Le projet de loi C-11 vise à faire passer de quatre ans et demi à un an la période au cours de laquelle un demandeur d'asile peut se voir expulser du pays si sa demande est rejetée. On espère ainsi réduire les temps d'attente actuels, qui se situent à environ 19 mois, selon le ministère de l'Immigration.«Le projet de loi répond également au fait que certaines personnes abusent de notre générosité et que bon nombre de demandeurs d'asile qui viennent au pays n'ont pas besoin de notre protection», a affirmé le ministre Kenney lors d'une conférence de presse à Ottawa, mardi.

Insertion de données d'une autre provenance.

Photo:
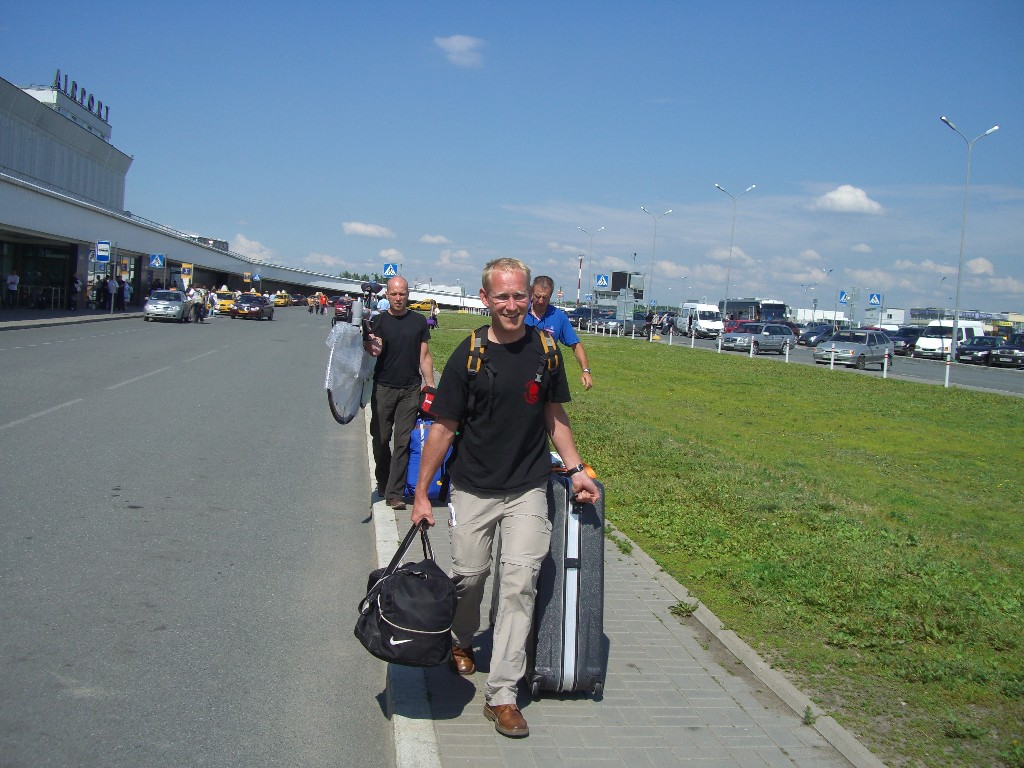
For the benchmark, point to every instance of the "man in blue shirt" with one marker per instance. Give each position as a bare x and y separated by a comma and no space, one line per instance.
556,324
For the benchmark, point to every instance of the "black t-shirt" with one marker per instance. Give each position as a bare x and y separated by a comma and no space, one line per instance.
398,364
504,442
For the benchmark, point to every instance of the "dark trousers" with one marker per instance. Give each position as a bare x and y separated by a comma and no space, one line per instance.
394,414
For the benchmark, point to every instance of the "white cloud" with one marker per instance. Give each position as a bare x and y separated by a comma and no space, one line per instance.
455,259
980,266
366,230
251,248
847,199
323,259
462,50
563,248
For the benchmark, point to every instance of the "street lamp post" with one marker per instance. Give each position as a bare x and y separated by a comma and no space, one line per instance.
967,187
732,239
590,266
653,246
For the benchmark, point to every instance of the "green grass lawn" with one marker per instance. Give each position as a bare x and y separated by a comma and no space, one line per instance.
863,535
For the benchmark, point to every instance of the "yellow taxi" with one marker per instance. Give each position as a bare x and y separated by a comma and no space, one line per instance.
224,300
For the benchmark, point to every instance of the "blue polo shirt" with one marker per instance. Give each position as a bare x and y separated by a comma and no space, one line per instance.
555,323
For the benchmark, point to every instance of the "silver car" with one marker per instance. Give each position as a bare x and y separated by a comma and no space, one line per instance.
167,305
855,349
760,337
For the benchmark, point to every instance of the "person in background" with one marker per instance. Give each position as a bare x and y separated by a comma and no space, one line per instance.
499,478
556,323
399,340
12,283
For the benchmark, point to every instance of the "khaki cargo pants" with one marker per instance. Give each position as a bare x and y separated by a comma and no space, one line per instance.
525,534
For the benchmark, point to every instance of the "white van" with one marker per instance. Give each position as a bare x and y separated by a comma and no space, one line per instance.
935,341
704,320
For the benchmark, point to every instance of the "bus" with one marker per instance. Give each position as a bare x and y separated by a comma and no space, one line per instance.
754,309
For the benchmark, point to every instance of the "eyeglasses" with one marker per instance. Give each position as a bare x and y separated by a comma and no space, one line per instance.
504,298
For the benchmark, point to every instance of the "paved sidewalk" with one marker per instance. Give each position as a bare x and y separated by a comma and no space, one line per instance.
12,320
678,691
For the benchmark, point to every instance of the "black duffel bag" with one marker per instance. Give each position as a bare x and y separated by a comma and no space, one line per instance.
407,614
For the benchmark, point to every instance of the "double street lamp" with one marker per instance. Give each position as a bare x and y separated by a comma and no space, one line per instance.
960,266
590,265
732,239
653,246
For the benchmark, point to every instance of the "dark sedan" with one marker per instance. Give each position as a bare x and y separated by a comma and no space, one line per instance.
1010,353
252,306
904,339
977,349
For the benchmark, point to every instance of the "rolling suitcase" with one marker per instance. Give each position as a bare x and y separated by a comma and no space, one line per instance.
569,651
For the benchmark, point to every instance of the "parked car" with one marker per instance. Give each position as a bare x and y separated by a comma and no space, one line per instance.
1010,353
252,306
812,334
759,337
904,339
173,305
977,349
857,348
342,309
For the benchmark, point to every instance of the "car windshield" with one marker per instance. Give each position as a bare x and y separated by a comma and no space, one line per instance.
167,296
851,338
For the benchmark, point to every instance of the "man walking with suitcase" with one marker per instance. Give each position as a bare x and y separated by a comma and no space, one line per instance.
399,341
506,400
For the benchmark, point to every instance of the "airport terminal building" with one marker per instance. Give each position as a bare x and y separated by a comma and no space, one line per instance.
62,192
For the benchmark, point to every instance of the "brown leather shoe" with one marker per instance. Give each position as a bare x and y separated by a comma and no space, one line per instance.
462,660
508,720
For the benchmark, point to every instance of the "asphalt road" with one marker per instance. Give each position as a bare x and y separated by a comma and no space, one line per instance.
184,537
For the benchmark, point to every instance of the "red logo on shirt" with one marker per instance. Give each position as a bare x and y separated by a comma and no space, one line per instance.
531,393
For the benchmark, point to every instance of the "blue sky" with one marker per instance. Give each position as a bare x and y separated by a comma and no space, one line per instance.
341,135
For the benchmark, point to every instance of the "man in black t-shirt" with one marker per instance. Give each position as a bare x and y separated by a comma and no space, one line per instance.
399,341
499,477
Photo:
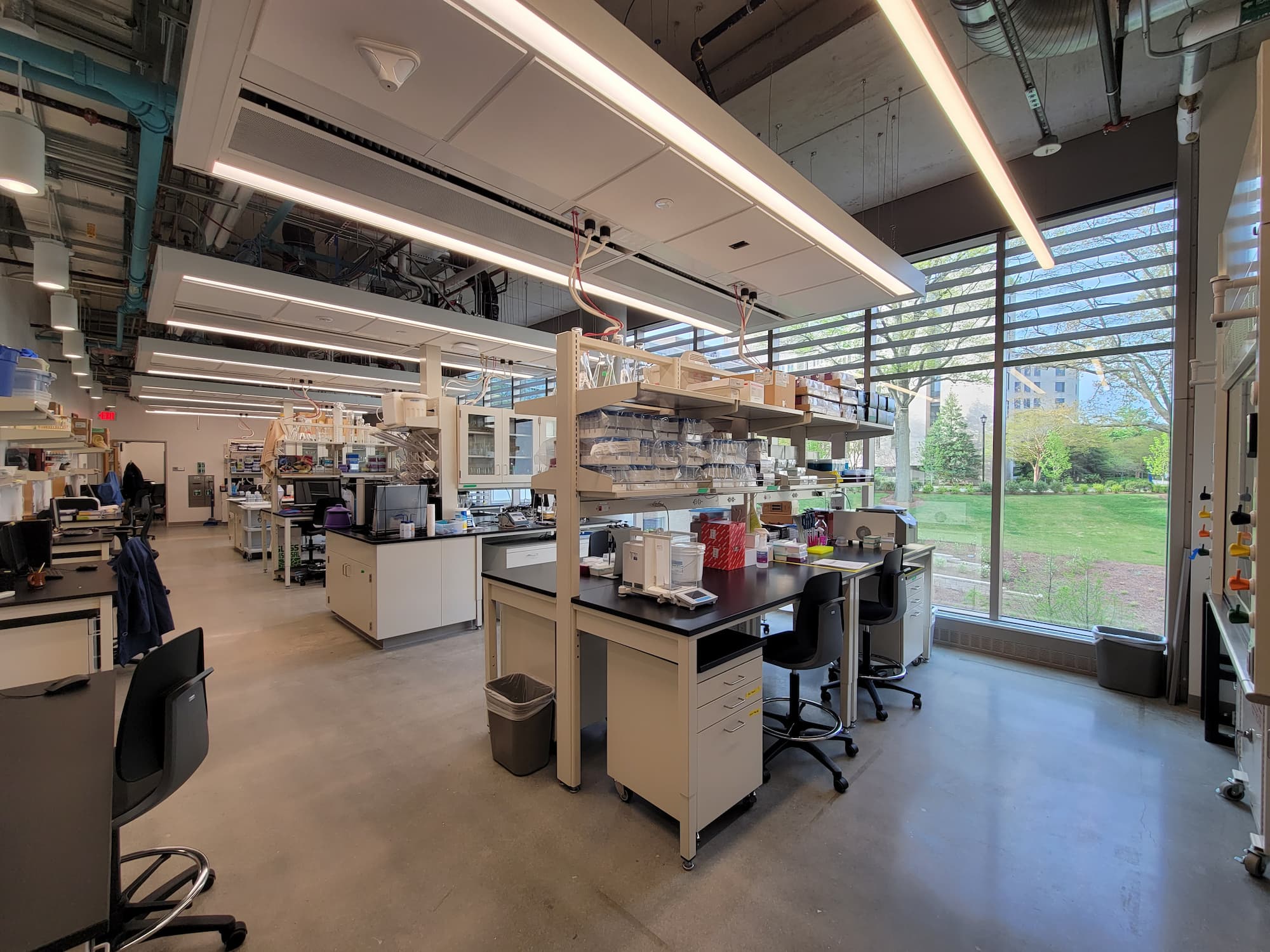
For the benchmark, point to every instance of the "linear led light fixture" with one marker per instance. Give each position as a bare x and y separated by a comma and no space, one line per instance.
289,370
928,54
200,413
316,200
214,403
342,348
599,78
286,385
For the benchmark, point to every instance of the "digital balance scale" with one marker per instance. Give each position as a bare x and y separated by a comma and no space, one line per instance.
647,572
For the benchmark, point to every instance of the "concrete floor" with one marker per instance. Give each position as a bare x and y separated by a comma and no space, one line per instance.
350,803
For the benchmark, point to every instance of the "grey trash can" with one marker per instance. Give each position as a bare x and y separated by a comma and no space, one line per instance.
521,711
1131,661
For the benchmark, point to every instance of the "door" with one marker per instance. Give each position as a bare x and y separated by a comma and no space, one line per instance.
478,445
520,446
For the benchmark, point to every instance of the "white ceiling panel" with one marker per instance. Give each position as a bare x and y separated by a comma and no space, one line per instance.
460,60
808,268
698,199
531,126
758,238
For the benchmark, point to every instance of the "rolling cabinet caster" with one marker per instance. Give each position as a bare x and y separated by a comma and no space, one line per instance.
236,936
1255,863
1231,789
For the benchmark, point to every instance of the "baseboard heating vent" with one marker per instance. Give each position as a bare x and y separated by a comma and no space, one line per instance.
1019,644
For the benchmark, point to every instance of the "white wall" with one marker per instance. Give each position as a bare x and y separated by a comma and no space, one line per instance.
191,441
1230,102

Pour parvenir à ses fins, Ottawa propose de mettre sur pied ce que certains ont qualifié de «régime à deux vitesses», qui prévoit la création d'une liste de pays dits «sûrs», dont les ressortissants ne profiteront pas d'autant de recours que les ressortissants de pays jugés moins sécuritaires.

C-11 propose aussi deux nouvelles étapes dans l'examen d'une demande: l'audience de première instance, qui est actuellement tenue devant un commissaire indépendant de la Commission de l'immigration et du statut de réfugié (CISR), serait remplacée par une audience tenue devant un fonctionnaire de la CISR.

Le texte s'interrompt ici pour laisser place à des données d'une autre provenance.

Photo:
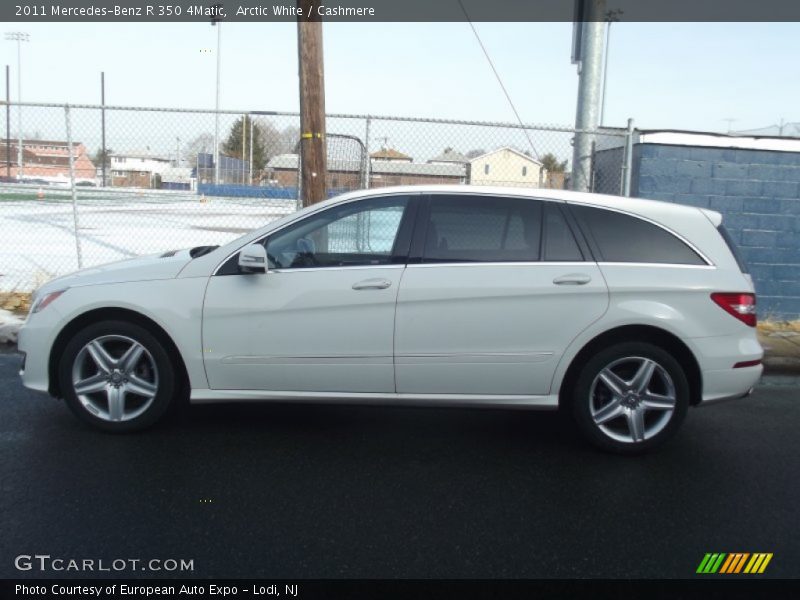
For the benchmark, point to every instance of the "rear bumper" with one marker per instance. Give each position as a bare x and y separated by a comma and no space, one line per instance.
717,355
730,384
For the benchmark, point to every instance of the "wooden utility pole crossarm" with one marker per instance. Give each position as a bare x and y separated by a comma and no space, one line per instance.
313,162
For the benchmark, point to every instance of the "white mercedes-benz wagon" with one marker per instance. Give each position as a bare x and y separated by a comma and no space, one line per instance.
623,311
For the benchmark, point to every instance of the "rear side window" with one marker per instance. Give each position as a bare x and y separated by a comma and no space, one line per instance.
483,229
733,248
623,238
560,244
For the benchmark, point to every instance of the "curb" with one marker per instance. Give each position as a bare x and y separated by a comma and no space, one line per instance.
779,380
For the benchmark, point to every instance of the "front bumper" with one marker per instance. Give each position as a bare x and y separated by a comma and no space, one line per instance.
35,339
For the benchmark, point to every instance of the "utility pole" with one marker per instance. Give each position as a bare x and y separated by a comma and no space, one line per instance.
103,155
590,68
216,20
8,122
19,37
313,160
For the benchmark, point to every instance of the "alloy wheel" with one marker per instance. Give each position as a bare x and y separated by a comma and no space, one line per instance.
115,378
632,399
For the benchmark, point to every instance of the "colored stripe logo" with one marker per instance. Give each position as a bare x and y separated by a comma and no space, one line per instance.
734,563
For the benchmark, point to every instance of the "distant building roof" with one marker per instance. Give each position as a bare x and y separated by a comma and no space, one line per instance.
390,154
785,130
449,155
378,167
138,154
506,149
45,143
716,140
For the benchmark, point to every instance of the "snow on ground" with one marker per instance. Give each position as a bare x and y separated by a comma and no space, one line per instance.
9,327
38,240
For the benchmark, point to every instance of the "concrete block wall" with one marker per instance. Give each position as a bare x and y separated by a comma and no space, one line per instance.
758,193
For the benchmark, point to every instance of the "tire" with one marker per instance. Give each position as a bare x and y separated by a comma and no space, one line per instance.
630,398
111,390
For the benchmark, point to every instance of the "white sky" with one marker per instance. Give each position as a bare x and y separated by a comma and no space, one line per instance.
684,76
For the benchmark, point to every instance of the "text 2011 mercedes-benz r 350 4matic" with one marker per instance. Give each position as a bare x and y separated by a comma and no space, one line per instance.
624,311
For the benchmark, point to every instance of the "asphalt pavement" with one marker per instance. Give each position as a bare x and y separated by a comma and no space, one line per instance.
292,492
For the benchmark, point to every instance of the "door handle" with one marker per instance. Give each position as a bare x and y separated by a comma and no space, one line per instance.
372,284
573,279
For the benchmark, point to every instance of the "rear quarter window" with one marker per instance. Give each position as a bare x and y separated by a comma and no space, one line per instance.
733,248
619,237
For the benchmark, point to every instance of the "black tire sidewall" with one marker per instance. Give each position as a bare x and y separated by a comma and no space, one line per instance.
580,400
166,375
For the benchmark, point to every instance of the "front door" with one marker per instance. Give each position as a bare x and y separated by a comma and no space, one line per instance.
322,318
499,291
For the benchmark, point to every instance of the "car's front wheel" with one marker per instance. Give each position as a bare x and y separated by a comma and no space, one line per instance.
630,397
117,376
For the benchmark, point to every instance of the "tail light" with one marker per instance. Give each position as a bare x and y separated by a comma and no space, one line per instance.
740,305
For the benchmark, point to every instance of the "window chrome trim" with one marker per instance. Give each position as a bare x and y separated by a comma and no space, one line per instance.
521,263
335,268
646,264
551,263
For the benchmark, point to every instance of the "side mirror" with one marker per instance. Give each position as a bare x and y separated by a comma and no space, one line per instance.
253,259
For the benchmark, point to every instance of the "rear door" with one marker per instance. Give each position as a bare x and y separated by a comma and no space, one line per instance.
495,290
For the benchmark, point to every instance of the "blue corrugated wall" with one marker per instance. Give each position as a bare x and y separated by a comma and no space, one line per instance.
757,191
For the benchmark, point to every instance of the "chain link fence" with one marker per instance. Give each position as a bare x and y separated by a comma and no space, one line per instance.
83,185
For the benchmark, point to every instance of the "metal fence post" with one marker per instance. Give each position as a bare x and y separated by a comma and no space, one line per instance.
71,152
627,165
366,149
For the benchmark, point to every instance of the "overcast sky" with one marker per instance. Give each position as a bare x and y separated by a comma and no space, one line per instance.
684,76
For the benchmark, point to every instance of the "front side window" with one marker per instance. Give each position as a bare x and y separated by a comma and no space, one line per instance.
625,238
483,229
354,234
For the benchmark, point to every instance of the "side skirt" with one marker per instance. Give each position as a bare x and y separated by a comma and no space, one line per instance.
205,396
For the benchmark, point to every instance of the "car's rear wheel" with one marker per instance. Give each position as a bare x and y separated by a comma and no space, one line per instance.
117,376
630,397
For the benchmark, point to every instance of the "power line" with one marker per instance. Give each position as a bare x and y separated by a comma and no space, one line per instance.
499,80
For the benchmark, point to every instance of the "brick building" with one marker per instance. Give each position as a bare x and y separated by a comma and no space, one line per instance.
47,159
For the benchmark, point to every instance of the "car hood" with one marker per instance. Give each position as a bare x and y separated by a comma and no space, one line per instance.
166,265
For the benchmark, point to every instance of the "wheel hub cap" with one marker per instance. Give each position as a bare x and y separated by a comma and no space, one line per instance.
116,378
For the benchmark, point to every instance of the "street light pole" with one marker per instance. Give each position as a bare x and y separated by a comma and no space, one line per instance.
217,21
19,37
612,16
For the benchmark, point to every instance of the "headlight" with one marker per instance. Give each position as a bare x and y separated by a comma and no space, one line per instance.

La réforme créerait également une section d'appel capable d'entendre une nouvelle preuve, mais seulement pour les demandeurs issus de pays jugés dangereux. Les autres auraient un an après le rejet de leur demande pour demander à la Cour fédérale l'autorisation de porter cette décision en appel.

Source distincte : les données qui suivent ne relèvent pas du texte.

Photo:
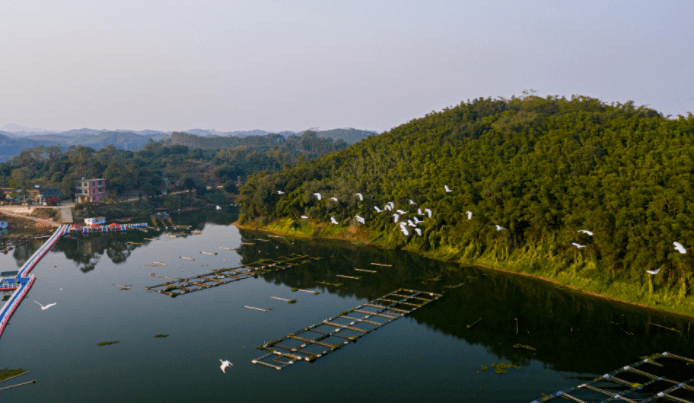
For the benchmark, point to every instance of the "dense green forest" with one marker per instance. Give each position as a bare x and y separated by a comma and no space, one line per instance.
543,168
158,167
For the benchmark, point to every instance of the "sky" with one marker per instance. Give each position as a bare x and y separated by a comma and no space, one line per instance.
293,65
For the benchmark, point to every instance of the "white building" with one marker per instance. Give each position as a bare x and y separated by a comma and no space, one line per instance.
97,221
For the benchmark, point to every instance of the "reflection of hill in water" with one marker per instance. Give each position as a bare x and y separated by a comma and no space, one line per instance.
572,332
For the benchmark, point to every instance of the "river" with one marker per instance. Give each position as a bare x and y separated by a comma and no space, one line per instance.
431,355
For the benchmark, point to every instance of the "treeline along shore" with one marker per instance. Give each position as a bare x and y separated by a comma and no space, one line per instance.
509,184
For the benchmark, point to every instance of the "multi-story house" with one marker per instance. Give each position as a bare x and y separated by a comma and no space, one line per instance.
91,190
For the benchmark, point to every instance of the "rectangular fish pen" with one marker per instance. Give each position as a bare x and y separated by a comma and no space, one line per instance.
331,334
664,377
186,285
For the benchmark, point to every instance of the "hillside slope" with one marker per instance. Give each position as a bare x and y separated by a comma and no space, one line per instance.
541,168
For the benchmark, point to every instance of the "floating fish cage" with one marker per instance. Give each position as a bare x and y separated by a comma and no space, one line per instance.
219,277
319,339
664,377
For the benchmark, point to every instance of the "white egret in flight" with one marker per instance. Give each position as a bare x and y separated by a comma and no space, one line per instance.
43,308
679,247
225,364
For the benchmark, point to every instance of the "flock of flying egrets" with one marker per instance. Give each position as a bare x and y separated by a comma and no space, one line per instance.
389,206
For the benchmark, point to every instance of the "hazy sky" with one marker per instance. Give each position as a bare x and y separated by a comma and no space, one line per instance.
291,65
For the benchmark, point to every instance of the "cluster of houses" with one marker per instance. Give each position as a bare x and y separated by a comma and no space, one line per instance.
87,191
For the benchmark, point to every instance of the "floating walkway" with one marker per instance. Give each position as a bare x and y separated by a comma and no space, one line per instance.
23,281
215,278
317,340
663,377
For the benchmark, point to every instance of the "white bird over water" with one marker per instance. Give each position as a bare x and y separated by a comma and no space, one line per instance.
43,308
225,364
679,248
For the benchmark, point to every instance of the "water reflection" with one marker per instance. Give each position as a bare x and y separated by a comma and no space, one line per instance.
568,331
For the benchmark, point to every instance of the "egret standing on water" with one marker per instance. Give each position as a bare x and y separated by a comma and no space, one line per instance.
43,308
225,364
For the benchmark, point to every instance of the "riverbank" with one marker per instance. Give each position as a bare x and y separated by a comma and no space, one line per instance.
583,275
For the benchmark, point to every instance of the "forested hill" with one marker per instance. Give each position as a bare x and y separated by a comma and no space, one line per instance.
543,168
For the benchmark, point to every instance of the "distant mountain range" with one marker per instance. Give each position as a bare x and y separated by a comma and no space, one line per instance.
15,138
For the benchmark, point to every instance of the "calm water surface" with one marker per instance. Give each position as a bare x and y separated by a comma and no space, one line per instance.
428,356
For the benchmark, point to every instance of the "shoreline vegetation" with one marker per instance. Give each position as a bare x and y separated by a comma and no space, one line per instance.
526,263
584,193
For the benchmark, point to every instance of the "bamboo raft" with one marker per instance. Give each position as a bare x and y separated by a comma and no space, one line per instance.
186,285
331,334
661,377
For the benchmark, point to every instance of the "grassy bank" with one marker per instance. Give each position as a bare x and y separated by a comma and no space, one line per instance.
571,269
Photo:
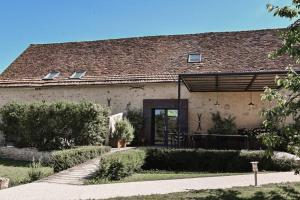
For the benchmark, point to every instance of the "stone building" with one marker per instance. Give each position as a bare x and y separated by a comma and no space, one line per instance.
223,71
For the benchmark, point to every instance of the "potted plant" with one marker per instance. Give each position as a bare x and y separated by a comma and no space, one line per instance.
123,134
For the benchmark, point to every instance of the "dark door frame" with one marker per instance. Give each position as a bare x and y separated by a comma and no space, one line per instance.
166,124
150,104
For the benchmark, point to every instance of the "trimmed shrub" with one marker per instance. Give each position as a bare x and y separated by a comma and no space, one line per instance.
118,165
64,159
49,126
123,130
212,160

Le ministre de l'Immigration souhaite limiter à un an le délai au cours duquel il peut expulser un demandeur rejeté en première instance. À l'heure actuelle, ceux dont la demande d'asile est ainsi rejetée disposent d'un éventail de possibilités, dont une demande d'autorisation à la Cour fédérale, une évaluation des risques avant renvoi (ERAR) et une demande pour motif d'ordre humanitaire. Ces deux dernières options seraient toutefois interdites pendant les 12 mois suivant le rejet de la demande en première instance.

«Ce que nous faisons ici, c'est de remplacer ces appels de facto qui ne marchent pas, qui prennent des mois et des mois, avec une section d'appel aux processus très robustes», a précisé le ministre Kenney.

«Inéquitable»

Le Conseil canadien pour les réfugiés (CCR), le Bloc québécois et le NPD ont tous critiqué la réforme proposée par le gouvernement Harper. Ils la considèrent comme inéquitable pour les demandeurs d'asile provenant de pays qui seraient étiquetés comme «sûrs» par le ministre de l'Immigration. Aux premières loges des victimes d'une telle approche, ont-ils mis en garde, seront les homosexuels et les femmes.

«Dans de nombreux pays qui semblent par ailleurs relativement pacifiques et «sûrs», des problèmes sérieux de persécution peuvent exister pour ces motifs. Pourtant, ces demandeurs n'auront pas accès à l'appel disponible aux autres demandeurs», a écrit le CCR dans un communiqué de presse diffusé après l'annonce.

Les autres critiques déplorent aussi que les audiences de première instance ne se tiendraient plus devant un commissaire indépendant; que le ministre nuise aux demandeurs d'asile en décrivant certains d'entre eux comme des profiteurs; et que le délai de deux mois imposé pour tenir l'audience de première instance est trop court puisque certains réfugiés sont encore traumatisés par leurs expériences passées.